Friday, 19 February 2010

The Terror Dream


Susan Faludi's The Terror Dream: Fear and Fantasy in Post 9/11 America is interesting. Not as good, in my opinion, as Backlash, but still worth reading. It analyses the media's reaction to 9/11 and how almost before the ashes were cold the attacks were interpreted as being attacks on domestic life in America and were in some quarters attributed to feminists. If feminists hadn't 'weakened' America then the attacks would not have happened. Overnight influential female commentators were removed from all sections of the media.

Faludi shows how there was an upsurge in apparent interest in domesticity. Women were said to be giving up their high powered jobs and returning to the home - leaving the dangerous work to the men. It was as though men could only be heroes if women were wimps and needed protecting. No one wanted to interview the widowers of 9/11 victims - it was all about the widows of hero fire fighters. Once those same widows started making new lives for themselves they were criticised by the media as though they should remain forever in the slough of despond. No one mentioned the women and children killed in the attacks or that most of those rescued actually rescued themselves with no help from anyone else.

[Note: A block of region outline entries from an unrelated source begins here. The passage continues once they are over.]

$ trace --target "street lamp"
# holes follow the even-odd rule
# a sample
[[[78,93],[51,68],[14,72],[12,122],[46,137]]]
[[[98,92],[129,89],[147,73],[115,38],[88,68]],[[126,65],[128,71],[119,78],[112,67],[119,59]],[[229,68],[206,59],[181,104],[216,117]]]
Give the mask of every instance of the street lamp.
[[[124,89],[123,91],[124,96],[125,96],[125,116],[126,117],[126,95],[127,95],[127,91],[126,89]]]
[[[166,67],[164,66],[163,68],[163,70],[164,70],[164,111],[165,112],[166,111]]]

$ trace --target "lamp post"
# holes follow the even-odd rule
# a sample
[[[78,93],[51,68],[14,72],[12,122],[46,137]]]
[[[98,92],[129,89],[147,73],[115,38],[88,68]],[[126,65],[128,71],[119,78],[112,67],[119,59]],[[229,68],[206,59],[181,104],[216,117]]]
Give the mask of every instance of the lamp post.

The second half of the book examines America's early history and shows how the female early settlers were more feisty and self reliant than has generally been supposed. Women kidnapped by Indians either succeeded in rescuing themselves by fair means or foul or preferred to make a life with their 'captors' rather than returning to their Puritan communities. This history has been rewritten as men being heroic and taking care of everyone - even though many men fled in the opposite direction at the first sight of a tomahawk leaving women and children to fend for themselves.

The book concludes that America needs to examine its prevailing myth of men being heroes and women being damsels in distress as this will not wash in the modern world.